Así creía menos lo de la muerte. Hasta que vio entrar el féretro en medio de una multitud incontable. Para su pesar, supo detalles del suceso. “El Gallego Burgos, que iba en la máquina, me contó que Huelga iba en el asiento de atrás y quiso pasarse para alante, minutos después el vehículo se metía debajo de una rastra”.
Del choque se fue el cuerpo físico. Quedó el mito de una vida en la que, al decir de Servio Borges, su director en el Cuba varias veces, “contrastan lo breve y lo grandioso”. En apenas siete Series Nacionales lanzó 160 juegos, ganó 73 y perdió 32, propinó 722 ponches y compiló para un galáctico 1.50 PCL. Quedó la hazaña que lo inmortalizó: la XVIII Serie Mundial de Colombia (1970), cuando le ganó dos veces a Estados Unidos, una de ellas para darle el título a Cuba y ganarse, en palabras del Comandante en Jefe Fidel Castro, el apelativo de Héroe de Cartagena.
Bastaría el ejemplo para ilustrar su coraje. Pero hay más. Rigoberto “el Chopi” Rodríguez, quien compartió equipo y amistad con él, trae de vuelta un juego memorable. “Regresó de la calle con unos tragos de más, pues no estaba anunciado para lanzar, pero Servio Borges le da la bola por Azucareros para tirarle a Mineros y Huelga le dice: ‘Solo necesito 10 minutos para descansar y 20 para calentar’. Salió, abrió y ganó.
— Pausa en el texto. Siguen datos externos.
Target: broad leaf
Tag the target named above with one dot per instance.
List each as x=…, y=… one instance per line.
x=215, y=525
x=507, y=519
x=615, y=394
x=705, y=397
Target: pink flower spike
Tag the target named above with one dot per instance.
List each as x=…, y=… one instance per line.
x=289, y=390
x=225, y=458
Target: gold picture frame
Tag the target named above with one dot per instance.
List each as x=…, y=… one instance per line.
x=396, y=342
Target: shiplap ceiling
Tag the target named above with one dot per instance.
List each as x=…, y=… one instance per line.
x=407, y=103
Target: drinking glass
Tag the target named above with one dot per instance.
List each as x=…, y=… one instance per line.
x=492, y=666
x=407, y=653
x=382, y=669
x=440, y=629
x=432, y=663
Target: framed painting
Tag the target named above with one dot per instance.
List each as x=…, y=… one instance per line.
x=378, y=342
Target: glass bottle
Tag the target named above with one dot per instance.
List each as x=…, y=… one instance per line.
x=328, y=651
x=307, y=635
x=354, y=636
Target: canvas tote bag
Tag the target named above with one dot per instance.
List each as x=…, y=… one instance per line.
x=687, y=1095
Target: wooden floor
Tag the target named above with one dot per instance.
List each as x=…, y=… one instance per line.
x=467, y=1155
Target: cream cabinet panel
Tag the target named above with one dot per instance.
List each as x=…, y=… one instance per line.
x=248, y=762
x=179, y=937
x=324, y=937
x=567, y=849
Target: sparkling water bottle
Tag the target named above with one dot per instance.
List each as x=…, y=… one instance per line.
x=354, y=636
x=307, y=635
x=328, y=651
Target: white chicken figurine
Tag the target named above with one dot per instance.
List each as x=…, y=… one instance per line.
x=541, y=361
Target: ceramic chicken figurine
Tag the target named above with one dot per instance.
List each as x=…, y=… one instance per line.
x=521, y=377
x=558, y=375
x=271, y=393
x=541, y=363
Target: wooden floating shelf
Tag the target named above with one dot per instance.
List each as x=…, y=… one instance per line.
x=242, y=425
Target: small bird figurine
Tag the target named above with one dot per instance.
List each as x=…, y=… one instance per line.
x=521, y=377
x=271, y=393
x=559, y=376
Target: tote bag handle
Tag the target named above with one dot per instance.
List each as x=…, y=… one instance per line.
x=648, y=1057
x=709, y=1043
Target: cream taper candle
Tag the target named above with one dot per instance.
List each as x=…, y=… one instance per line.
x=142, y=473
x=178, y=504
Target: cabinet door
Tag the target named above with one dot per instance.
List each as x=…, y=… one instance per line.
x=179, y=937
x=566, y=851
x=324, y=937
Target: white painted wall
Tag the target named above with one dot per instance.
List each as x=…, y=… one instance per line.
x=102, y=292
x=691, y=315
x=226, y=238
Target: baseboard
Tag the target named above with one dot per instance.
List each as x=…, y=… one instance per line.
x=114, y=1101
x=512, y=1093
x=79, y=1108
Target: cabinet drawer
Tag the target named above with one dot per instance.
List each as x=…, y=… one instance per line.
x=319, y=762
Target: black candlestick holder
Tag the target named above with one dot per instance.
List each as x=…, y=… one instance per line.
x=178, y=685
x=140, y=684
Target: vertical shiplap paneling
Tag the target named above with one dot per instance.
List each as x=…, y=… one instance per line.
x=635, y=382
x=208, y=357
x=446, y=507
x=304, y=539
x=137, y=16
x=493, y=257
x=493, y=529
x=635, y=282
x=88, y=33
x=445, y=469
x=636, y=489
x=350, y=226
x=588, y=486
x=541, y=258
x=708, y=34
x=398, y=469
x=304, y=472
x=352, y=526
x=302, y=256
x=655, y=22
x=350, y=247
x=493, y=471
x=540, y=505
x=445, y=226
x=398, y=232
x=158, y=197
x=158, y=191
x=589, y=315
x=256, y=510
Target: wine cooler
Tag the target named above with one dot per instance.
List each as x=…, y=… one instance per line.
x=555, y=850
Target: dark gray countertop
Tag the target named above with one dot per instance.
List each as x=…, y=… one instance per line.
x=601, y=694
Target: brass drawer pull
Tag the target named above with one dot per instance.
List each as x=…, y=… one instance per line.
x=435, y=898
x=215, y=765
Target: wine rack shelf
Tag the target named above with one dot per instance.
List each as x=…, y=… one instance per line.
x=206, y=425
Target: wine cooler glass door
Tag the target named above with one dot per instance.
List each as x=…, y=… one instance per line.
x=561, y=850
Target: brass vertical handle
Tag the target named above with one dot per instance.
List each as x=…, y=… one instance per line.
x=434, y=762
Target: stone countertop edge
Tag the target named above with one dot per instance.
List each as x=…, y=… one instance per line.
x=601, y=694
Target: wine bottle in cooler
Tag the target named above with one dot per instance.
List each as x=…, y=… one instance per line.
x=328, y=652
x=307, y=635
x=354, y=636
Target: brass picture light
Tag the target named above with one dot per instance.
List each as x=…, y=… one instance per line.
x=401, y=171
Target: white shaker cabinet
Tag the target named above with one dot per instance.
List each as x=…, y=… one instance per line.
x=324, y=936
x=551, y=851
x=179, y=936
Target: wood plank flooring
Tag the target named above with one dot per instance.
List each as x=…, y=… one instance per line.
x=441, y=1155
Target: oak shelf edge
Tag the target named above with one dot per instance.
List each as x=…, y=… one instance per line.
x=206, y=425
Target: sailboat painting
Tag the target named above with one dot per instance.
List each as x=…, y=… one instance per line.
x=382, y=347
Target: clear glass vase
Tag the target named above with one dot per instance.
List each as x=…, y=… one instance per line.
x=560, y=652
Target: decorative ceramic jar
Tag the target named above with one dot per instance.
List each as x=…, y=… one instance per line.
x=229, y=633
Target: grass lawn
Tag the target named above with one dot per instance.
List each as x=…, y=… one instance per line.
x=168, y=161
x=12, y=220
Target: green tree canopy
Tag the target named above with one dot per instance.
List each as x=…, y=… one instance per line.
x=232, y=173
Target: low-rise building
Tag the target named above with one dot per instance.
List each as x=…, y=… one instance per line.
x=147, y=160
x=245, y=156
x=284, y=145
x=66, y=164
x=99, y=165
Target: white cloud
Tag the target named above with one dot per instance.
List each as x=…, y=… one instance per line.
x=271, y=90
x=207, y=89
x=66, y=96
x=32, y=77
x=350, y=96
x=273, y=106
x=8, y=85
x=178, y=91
Lo revive y vuelve a sumirse en la angustia. “Nunca olvidaré el día de su muerte, aquello me llegó a lo más profundo, por lo general siempre andábamos juntos”.
Por eso y mucho más por el halo de confianza y seguridad de triunfo que inspiraba en los suyos, porque pedía la bola en momentos de apuro y caminaba como uno más sin sus grados de grandeza, Sancti Spíritus le lloró por días y le regaló una despedida merecida
“Te parabas en el paseo norte y mirabas para abajo hasta que las cabecitas se te perdían llegando al parque Serafín Sánchez…”, se remonta José Zamora y suspira: “Al cementerio no le cabía nadie más… nunca he visto tanta gente llorando”.
Cuarenta y seis años después, José Antonio Huelga vive en el imaginario colectivo que multiplica una a una sus anécdotas, prendidas en el corazón de los suyos y perpetuadas en el Salón de la Fama del matancero estadio Palmar de Junco.
Queda en su estadio, en su estatua que bien merece recobrar sus colores a la altura del hombre que quebrantó la quietud de la madrugada del 4 de julio de 1974.